その挨拶もそこそこに姫宮はさっさと別の友人のところへと行ってしまった。
彼女は意図してるわけじゃないのだろうが、そのあっさりとした態度が淡白であるように感じてしまい、名残惜しく思ってしまうのは、悲しい男のサガってやつなのかもしれない。
(結局、姫宮にとっては俺はただのクラスメイトってことかぁ)
改めて突きつけられた事実に落胆するも、冷静に考えるとそれも当然っちゃ当然だ。
意識し始めてわかったことだが、姫宮はクラスでも人気がある女子で、友人もかなり多いようである。
男子にも気安く話しかけてくれることから、既に好意を持っている男子もいるようでなかには早速告白したやつもいるらしい。
それを聞いたときには驚いたが、どうやら姫宮は断ったらしく、今もフリーであるようだ。
そのことは個人的に嬉しい限りだが、それだけ積極的なやつもいるのだから、日頃から姫宮にアピールしている男子も俺が気付いていないだけでそれなりにいるに違いない。
なかにはイケメンも当然いるだろうし、彼女の魅力に気付いた他クラスの男子もこれから参戦してくる可能性を考えれば、倍率は相当高くなっていくだろうことは想像に難くない。
そんななか、姫宮に話しかけられただけで一喜一憂してある程度満足してしまい、自分から話しかける勇気もろくにないチキン野郎なんて、彼女からすれば路傍の石、ただのクラスメイトAに過ぎないだろう。
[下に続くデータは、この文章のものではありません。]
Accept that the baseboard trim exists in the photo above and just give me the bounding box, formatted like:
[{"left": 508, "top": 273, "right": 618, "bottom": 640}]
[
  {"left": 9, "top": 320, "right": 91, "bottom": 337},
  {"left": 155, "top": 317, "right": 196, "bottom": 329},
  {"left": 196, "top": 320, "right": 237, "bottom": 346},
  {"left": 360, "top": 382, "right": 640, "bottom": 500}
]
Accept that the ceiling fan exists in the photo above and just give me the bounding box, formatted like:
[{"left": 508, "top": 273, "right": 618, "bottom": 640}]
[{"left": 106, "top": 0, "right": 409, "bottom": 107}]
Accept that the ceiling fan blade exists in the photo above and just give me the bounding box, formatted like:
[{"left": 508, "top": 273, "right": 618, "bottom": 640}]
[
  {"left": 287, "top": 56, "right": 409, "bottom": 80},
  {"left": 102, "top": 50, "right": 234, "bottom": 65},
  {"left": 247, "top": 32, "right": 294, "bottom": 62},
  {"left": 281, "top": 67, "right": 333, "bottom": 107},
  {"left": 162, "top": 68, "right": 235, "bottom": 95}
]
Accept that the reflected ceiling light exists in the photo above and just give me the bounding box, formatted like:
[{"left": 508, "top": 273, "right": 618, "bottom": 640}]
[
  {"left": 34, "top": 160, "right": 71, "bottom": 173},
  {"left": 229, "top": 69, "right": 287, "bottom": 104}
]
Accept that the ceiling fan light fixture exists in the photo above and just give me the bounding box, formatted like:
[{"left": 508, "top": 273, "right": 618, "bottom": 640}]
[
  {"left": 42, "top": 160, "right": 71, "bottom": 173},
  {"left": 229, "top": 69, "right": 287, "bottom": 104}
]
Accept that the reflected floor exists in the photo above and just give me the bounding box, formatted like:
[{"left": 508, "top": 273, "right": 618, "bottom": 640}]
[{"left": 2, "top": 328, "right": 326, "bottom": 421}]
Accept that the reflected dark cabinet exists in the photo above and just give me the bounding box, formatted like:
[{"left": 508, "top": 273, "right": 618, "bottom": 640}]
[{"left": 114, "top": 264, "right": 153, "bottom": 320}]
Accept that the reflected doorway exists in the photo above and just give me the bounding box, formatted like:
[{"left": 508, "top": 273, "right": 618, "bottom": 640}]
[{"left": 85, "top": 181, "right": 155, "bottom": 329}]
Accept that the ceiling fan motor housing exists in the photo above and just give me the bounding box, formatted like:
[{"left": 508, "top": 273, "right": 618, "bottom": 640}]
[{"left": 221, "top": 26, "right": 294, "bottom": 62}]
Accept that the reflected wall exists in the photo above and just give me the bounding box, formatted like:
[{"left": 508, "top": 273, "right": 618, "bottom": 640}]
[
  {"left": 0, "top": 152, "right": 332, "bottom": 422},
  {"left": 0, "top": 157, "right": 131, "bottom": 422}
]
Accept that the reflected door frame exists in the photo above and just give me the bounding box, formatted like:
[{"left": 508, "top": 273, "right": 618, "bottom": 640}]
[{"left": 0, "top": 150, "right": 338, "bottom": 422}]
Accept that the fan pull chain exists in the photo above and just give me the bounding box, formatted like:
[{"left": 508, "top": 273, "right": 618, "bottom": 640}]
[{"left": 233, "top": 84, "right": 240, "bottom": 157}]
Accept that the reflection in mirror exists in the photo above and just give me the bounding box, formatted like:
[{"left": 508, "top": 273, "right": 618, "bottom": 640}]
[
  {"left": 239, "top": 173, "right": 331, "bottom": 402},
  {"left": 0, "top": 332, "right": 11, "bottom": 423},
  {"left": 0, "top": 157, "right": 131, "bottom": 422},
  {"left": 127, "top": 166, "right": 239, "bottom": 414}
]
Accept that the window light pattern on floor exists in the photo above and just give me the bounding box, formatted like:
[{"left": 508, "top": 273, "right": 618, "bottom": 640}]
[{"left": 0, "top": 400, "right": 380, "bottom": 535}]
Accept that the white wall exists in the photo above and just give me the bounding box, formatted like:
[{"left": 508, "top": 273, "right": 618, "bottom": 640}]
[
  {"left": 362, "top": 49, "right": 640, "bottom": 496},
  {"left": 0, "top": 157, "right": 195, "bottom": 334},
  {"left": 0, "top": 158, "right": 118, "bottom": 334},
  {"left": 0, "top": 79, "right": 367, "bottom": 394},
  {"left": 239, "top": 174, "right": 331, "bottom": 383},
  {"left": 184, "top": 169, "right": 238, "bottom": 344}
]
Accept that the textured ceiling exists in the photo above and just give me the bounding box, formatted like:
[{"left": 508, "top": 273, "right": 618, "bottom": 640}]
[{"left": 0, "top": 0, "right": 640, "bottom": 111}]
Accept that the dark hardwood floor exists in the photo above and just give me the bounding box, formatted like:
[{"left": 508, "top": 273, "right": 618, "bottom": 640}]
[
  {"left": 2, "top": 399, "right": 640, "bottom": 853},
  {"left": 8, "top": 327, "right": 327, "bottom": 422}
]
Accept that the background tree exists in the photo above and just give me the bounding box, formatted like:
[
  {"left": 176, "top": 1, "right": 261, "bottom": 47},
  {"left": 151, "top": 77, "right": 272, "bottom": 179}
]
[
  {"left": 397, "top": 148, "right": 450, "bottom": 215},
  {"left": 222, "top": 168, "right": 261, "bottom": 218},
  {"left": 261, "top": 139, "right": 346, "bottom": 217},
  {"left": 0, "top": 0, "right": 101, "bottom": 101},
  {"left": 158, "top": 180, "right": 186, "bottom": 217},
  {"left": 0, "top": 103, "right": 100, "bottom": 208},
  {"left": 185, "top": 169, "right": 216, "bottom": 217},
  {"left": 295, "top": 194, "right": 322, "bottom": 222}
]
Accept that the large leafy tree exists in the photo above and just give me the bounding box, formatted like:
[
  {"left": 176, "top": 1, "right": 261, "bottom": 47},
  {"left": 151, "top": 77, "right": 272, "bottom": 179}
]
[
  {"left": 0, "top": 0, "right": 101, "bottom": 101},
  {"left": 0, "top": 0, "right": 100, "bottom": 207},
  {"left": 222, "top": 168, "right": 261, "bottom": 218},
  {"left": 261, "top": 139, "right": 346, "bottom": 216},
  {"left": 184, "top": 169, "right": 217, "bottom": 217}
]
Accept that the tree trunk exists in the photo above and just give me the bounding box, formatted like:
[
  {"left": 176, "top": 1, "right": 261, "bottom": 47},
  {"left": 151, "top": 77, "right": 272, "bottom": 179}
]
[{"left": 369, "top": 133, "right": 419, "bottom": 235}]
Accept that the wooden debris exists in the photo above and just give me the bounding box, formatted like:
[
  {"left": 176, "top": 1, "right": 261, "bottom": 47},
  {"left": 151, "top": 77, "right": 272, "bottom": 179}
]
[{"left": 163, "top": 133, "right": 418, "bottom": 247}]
(まぁ要するに、行動しない俺が悪いってだけの話なんだけどさ…)
いや、俺だって本心では姫宮に話しかけたいんだよ。
姫宮のことをもっと知りたいと本気で思ってるし、御近付きになりたいとも思ってる。
ただ、それをするには乗り越えなければいけない障害があるっていうだけで…そのことを考えると、ひどくげんなりしてしまうのだ。
「……蓮司、今だれのことを見ていたの?」
ほぅら、早速おいでなすった。俺の障害にして、最大の天敵の登場である。
「別に、誰も見てねーよ」
「ふーん…」
きたのは言うまでもなく鶴姫だ。姫宮とは真逆の、訝しむような目で俺を見てくる。
なにも悪いことをしていないのに、なんでそんな目で見られなきゃいけないんだか。
「なんだよ…」
「別に。ただ、姫宮さんに話しかけられた程度で、鼻の下を伸ばすような情けないやつだったんだなって思っただけよ」
嫌味をたっぷりとこめた捨て台詞を吐き、鶴姫は自分の席へと戻っていく。
なんのためにきたかと思えばそれだけかよ。
ここ最近、というかあのやりとりがあって以降、こうして鶴姫が俺のところにくる機会がやたら増えたように感じる。
(ああいうところもあいつを嫌いなところなんだよな…)
嫉妬深いというなら可愛げもあるものだが、アイツの場合は常に一言多いのだ。
そのうえ常に監視されてるようで、鶴姫と同じ空間にいると思うと、落ち着ける時がほとんどない。
俺を自分の所有物としか思っていないその態度に、俺は心底嫌気が差した。